Four patients (1 in the cefepime group and 3 in the cefotaxime group) were judged to have failed to respond to therapy. The authors do point out that 2 of the 3 patients in the cefotaxime group had polymicrobial infections, although 4 other patients thought to have a polymicrobial infection were considered cured or improved. The other patient was thought to be infected with S aureus. I am curious to know if a pathogen was isolated from the single patient with treatment failure in the cefepime group; patients in this group with polymicrobial infections (2) were considered cured or improved.

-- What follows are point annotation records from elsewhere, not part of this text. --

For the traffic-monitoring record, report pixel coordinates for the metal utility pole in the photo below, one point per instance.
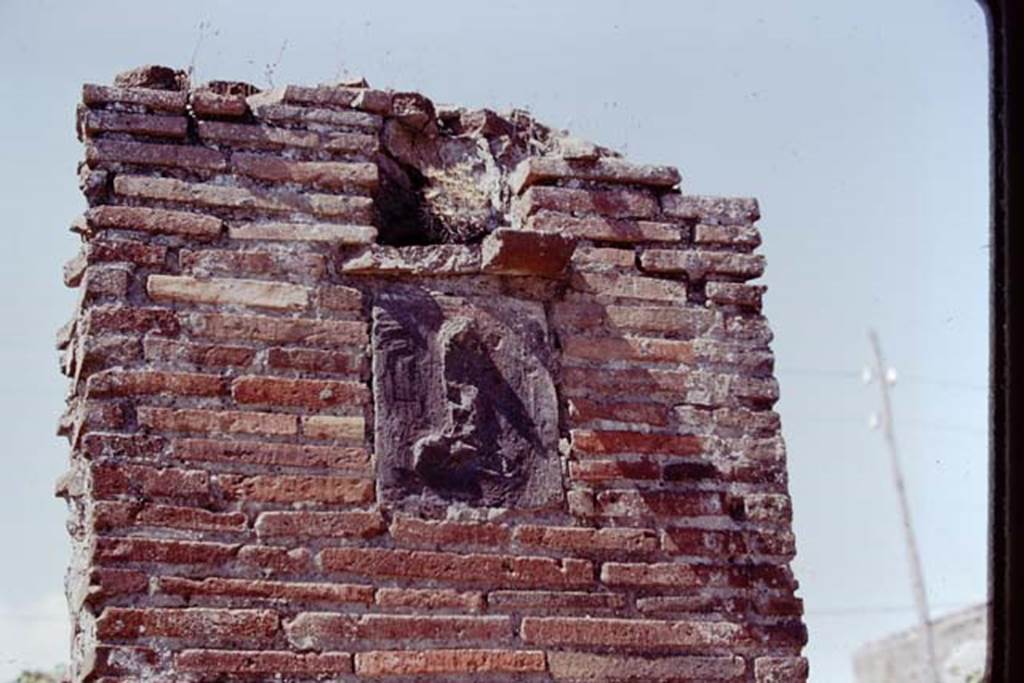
(916, 573)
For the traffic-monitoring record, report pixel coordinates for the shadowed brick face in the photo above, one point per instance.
(365, 389)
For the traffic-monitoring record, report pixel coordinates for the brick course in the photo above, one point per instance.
(225, 478)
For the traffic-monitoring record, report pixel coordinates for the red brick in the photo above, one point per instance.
(261, 137)
(583, 410)
(284, 266)
(435, 663)
(105, 583)
(302, 393)
(119, 479)
(628, 348)
(285, 114)
(670, 504)
(334, 95)
(713, 210)
(271, 561)
(635, 634)
(210, 627)
(136, 124)
(768, 507)
(780, 670)
(217, 422)
(608, 441)
(350, 209)
(214, 355)
(272, 591)
(350, 176)
(599, 471)
(340, 299)
(513, 252)
(547, 601)
(649, 575)
(360, 524)
(611, 203)
(700, 603)
(113, 515)
(605, 229)
(429, 599)
(778, 605)
(170, 552)
(772, 542)
(95, 352)
(97, 445)
(105, 281)
(699, 264)
(413, 530)
(602, 259)
(329, 334)
(126, 251)
(116, 662)
(209, 103)
(497, 569)
(325, 630)
(690, 472)
(735, 294)
(115, 383)
(333, 428)
(312, 360)
(585, 540)
(227, 292)
(332, 235)
(685, 541)
(255, 453)
(588, 667)
(300, 488)
(122, 318)
(538, 170)
(172, 156)
(604, 286)
(161, 100)
(267, 663)
(743, 237)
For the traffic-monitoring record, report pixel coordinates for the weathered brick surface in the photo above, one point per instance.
(438, 663)
(585, 667)
(633, 634)
(249, 337)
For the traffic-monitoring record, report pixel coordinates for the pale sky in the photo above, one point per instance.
(861, 127)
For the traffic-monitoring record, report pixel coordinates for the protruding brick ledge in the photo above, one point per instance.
(253, 261)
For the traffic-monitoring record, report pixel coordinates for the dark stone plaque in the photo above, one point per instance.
(465, 406)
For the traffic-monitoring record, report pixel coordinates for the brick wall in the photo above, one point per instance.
(369, 388)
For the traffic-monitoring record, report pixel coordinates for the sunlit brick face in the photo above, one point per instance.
(364, 388)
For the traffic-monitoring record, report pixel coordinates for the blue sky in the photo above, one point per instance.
(861, 128)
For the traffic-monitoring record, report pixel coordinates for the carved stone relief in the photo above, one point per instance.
(465, 404)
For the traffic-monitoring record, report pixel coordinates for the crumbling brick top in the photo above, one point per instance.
(364, 387)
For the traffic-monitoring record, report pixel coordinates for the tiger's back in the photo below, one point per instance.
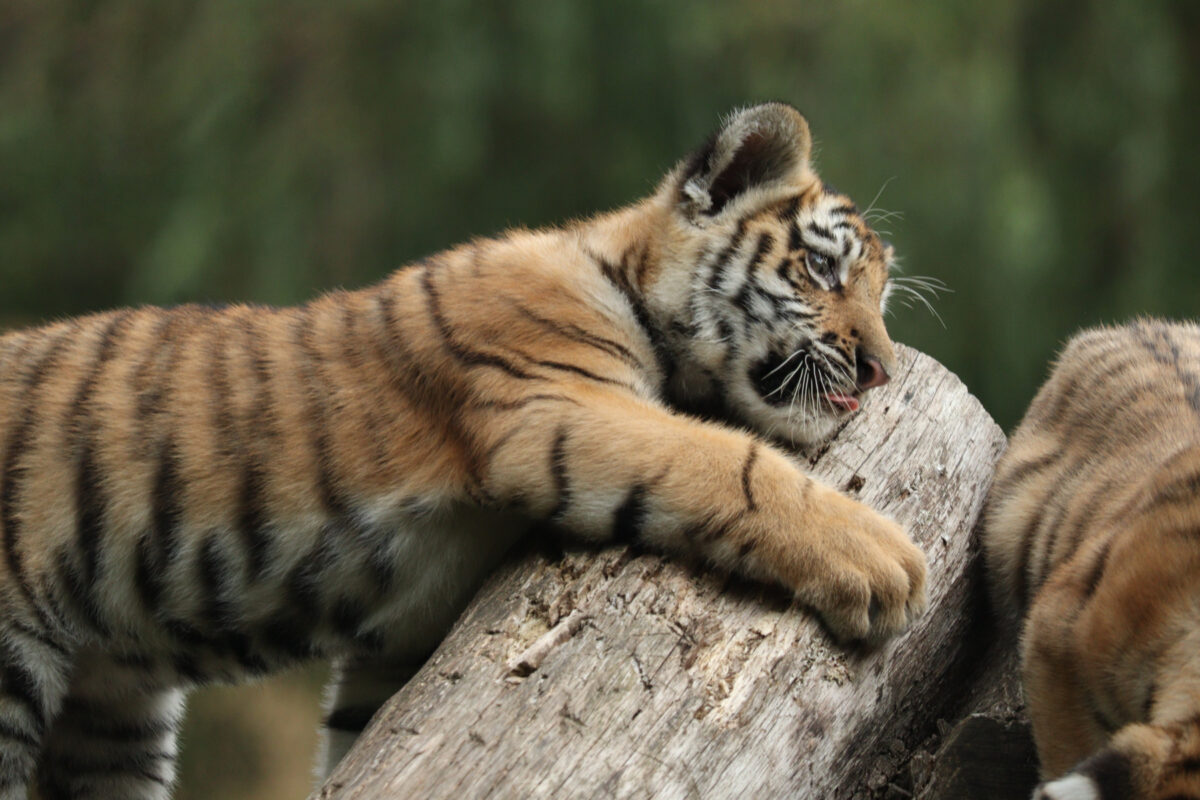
(199, 494)
(1092, 535)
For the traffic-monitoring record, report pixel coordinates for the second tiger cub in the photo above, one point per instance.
(1093, 534)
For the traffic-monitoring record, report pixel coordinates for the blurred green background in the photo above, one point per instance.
(1043, 158)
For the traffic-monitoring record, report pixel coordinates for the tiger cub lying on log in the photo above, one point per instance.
(192, 495)
(1093, 531)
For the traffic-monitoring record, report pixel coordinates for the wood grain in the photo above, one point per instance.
(622, 674)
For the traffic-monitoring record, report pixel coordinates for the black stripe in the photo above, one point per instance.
(1021, 570)
(1014, 475)
(13, 470)
(820, 232)
(580, 371)
(576, 334)
(528, 400)
(663, 358)
(167, 505)
(21, 685)
(559, 475)
(790, 209)
(717, 274)
(137, 763)
(742, 300)
(12, 733)
(90, 504)
(211, 569)
(148, 575)
(316, 390)
(629, 518)
(463, 353)
(747, 469)
(253, 517)
(79, 591)
(40, 637)
(795, 240)
(1053, 527)
(1096, 572)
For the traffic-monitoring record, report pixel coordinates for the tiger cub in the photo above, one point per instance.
(192, 494)
(1093, 531)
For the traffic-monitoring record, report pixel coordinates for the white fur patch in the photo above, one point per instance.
(1072, 787)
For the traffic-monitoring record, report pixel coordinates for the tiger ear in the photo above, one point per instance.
(760, 148)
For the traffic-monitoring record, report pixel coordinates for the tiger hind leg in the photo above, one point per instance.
(1157, 758)
(355, 692)
(34, 668)
(114, 737)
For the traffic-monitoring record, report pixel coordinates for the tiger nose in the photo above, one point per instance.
(870, 372)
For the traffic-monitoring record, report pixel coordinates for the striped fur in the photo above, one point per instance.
(1093, 535)
(209, 494)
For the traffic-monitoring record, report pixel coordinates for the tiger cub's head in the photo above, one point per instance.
(769, 283)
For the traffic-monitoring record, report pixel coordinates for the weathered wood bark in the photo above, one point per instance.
(621, 674)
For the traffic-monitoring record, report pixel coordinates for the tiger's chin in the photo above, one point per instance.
(802, 423)
(786, 403)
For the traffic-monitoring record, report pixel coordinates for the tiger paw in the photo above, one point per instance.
(865, 577)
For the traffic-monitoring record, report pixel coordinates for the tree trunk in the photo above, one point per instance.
(625, 674)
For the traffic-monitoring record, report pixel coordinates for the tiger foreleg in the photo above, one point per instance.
(34, 667)
(612, 467)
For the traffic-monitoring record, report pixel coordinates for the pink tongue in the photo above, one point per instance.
(844, 401)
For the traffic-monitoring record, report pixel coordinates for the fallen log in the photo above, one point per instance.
(616, 673)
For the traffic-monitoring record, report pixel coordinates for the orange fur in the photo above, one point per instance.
(197, 494)
(1092, 528)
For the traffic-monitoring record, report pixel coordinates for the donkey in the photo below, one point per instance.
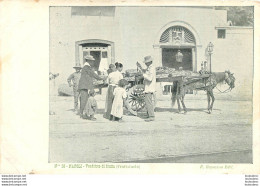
(207, 84)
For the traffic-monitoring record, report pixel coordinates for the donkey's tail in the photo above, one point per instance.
(174, 93)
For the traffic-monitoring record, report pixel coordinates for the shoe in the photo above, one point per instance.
(84, 116)
(149, 119)
(92, 118)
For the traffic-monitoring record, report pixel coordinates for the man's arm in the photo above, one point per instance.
(94, 75)
(70, 78)
(149, 75)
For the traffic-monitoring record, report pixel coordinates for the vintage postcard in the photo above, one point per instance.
(133, 87)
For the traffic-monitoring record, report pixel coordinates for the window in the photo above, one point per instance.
(104, 54)
(221, 33)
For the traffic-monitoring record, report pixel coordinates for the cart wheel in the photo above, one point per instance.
(136, 97)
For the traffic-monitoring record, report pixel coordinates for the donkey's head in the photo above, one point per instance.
(230, 79)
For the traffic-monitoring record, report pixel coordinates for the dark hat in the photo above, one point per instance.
(77, 66)
(91, 92)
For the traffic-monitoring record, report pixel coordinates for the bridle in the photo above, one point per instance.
(231, 80)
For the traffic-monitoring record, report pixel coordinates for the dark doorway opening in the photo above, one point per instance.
(169, 58)
(97, 57)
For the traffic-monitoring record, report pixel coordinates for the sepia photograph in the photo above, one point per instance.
(151, 84)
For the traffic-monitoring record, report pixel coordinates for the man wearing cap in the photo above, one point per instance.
(74, 77)
(86, 82)
(149, 75)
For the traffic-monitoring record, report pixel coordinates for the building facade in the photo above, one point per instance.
(127, 34)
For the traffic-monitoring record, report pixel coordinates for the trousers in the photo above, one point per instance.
(76, 98)
(109, 100)
(149, 104)
(83, 100)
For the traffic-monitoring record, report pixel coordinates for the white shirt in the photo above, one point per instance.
(114, 77)
(149, 79)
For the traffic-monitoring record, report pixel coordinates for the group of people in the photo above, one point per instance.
(116, 98)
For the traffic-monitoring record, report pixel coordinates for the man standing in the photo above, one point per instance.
(74, 77)
(86, 82)
(149, 86)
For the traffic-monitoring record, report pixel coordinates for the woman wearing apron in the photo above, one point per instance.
(113, 79)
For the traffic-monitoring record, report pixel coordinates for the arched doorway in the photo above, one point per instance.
(165, 41)
(178, 48)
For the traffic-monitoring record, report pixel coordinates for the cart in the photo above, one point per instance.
(136, 88)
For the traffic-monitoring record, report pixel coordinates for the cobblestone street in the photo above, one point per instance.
(196, 137)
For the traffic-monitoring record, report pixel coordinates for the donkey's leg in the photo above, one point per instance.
(178, 101)
(212, 99)
(208, 96)
(183, 105)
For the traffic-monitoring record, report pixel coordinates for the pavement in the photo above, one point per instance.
(225, 136)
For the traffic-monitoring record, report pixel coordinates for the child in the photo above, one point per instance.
(91, 106)
(119, 99)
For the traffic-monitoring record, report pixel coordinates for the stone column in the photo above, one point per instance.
(80, 55)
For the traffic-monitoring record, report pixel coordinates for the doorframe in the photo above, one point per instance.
(78, 48)
(193, 54)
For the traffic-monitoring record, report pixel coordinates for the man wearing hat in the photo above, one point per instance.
(86, 82)
(149, 75)
(74, 78)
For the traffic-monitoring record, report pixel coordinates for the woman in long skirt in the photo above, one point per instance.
(113, 79)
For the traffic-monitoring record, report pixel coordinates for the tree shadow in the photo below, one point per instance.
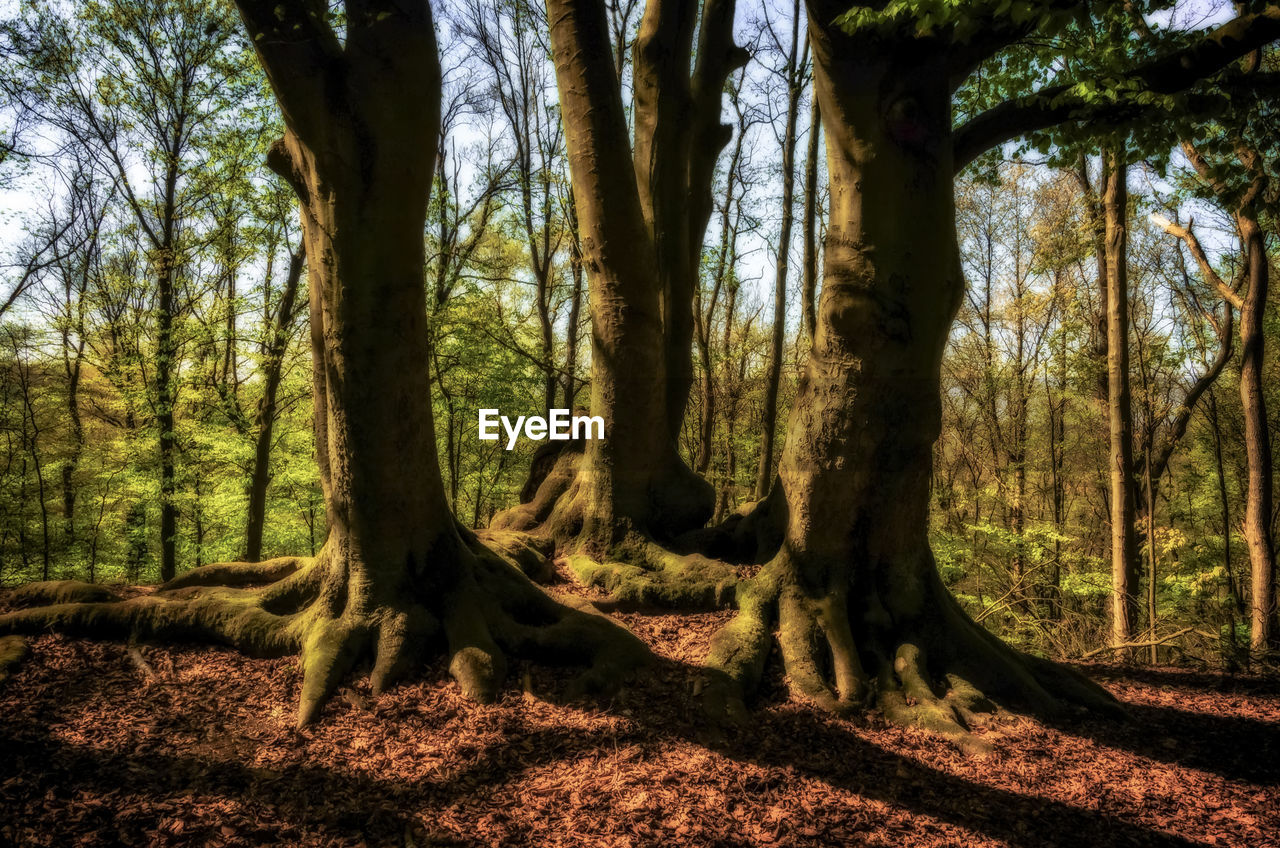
(380, 808)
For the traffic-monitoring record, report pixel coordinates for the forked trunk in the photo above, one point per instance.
(859, 602)
(397, 577)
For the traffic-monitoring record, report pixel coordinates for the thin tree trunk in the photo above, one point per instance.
(768, 420)
(1119, 405)
(1257, 438)
(809, 290)
(266, 410)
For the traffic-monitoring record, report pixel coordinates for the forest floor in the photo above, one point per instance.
(104, 744)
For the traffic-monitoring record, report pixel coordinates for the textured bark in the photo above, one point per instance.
(809, 285)
(1257, 437)
(265, 424)
(641, 213)
(859, 605)
(1124, 546)
(1257, 440)
(397, 578)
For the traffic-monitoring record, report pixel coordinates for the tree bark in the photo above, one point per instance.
(641, 217)
(809, 287)
(1124, 546)
(1257, 438)
(859, 605)
(397, 571)
(773, 377)
(266, 411)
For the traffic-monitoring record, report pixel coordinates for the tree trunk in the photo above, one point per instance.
(855, 589)
(1124, 547)
(768, 420)
(809, 287)
(273, 372)
(639, 217)
(397, 571)
(167, 401)
(1257, 438)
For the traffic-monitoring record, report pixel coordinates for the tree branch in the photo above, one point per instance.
(1165, 76)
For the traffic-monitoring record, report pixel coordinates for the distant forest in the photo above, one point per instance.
(1110, 386)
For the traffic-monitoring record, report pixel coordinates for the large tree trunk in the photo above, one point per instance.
(1124, 546)
(1257, 438)
(397, 575)
(167, 401)
(855, 591)
(809, 285)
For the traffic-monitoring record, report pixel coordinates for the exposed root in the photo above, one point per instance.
(529, 554)
(59, 592)
(645, 574)
(333, 619)
(935, 670)
(13, 651)
(750, 536)
(238, 573)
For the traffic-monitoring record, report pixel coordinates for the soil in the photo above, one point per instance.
(109, 744)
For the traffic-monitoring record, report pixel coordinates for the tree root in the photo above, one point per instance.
(13, 651)
(238, 573)
(750, 536)
(44, 593)
(644, 574)
(333, 621)
(936, 670)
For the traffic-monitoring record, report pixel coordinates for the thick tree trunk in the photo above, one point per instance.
(858, 598)
(1257, 440)
(1124, 547)
(397, 573)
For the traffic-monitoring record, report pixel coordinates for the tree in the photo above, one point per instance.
(795, 76)
(1243, 208)
(396, 571)
(641, 222)
(854, 589)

The study design allowed switching from IV to IM study drug "to continue or complete a course of treatment." It is unclear to me what the total duration of therapy was in either study group: if patients were switched to oral drugs upon discharge from the hospital, or if patients continued receiving the IM study drug after discharge. In these days of limited reimbursement and capitation, there is great pressure brought to bear on clinicians for early discharge with a switch to oral medications. Home IV or IM therapy may be a limited option, possible only for patients unable to have PO intake.
This study does contribute to our knowledge about the use of cefepime and its safety compared with a frequently used third-generation cephalosporin, cefotaxime. However, this study alone is not sufficient to determine whether the agent represents adequate treatment for all hospitalized patients with pneumonia. The introduction of "extended-spectrum" fluoroquinolones will also have some impact on the choice of agents for the empiric therapy of such patients.